In debating submission often the argument of “you submit to your boss, but not your husband comes up”. The point is made to show how silly it is that you care about your boss and give him more respect than your own husband. On the surface this sounds good, but the more I have thought about it over the years there is one big flaw. Your employee-employer relationship is not a “until death do you part” relationship. You are not locked to your employer until you die. It is generally an “at will” arrangement where either party can cancel the relationship at anytime without giving a reason.
With marriage, if followed properly, you can never just get out by your own will. It is for life. Jobs are not. There is a lot more incentive on a job to submit to your bosses will, please them, respect them, etc, or else you can very likely lose your job. In marriage there is no overriding motivation for women to do these things because after all he vowed to never leave, cheat, divorce (to never fire you). You don’t just get fired from your marriage as you do from a job (like I said, if you take marriage seriously, otherwise divorce or threatening divorce is akin to be fired). There is low incentive for good behavior. Marriage is for life for better or for worse and if the husband doesn’t like a wife’s behavior, I can see this rationalized as “too bad for him, this is just part of the worse he will just have to deal with”.

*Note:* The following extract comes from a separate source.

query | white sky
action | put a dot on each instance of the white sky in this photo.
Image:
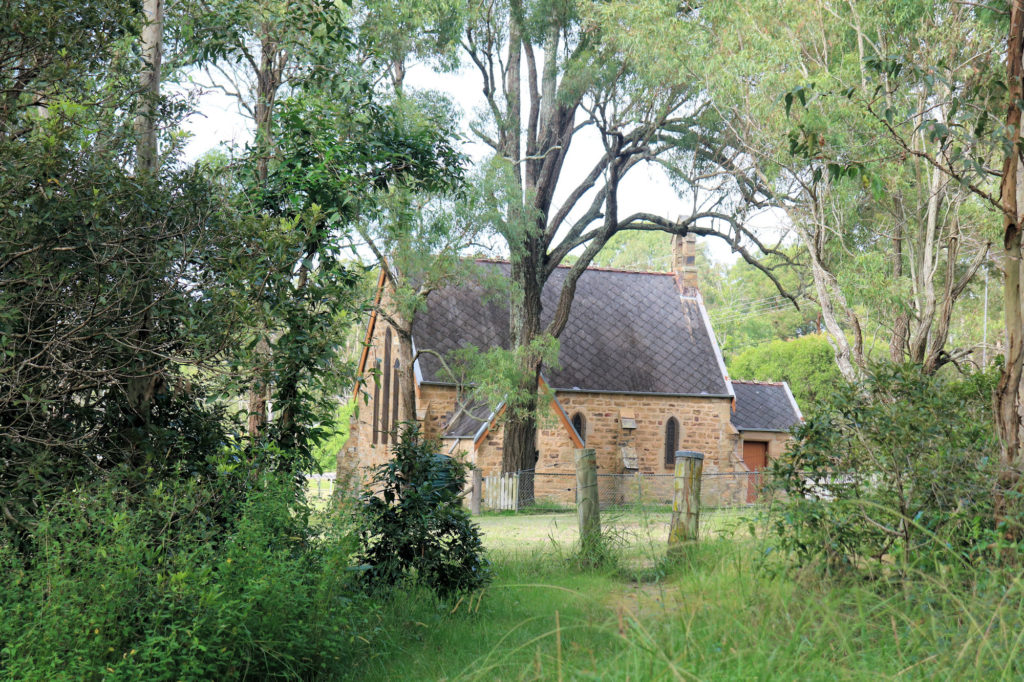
(646, 187)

Imagine how the workplace would be if employees could not get fired. If no matter how you behaved, there was always job security.I think both men and women would slack off a bit as its human nature. We see this with tenured professors and some government workers. The forever clause to marriage creates a breeding ground for bad behavior because no matter how bad your behavior, you have guaranteed marriage security. When jobs get worse, people often leave them and seek out better opportunities. Do that in marriage and its called divorce and/or cheating. So, of course women submit to their employers much more eagerly and pleasantly. There is a lot to risk if she doesn’t. If she doesn’t submit to her husband, oh well –what does she really have to lose. He is the one stuck” A crappy attitude for sure, but it a logical conclusion on a cost/benefit analysis. If she doesn’t submit to boss, gets fired. Doesn’t submit to husband, stays married, keeps her wife job. I don’t like how the forever nature of marriage can so easily make both men and women complacent.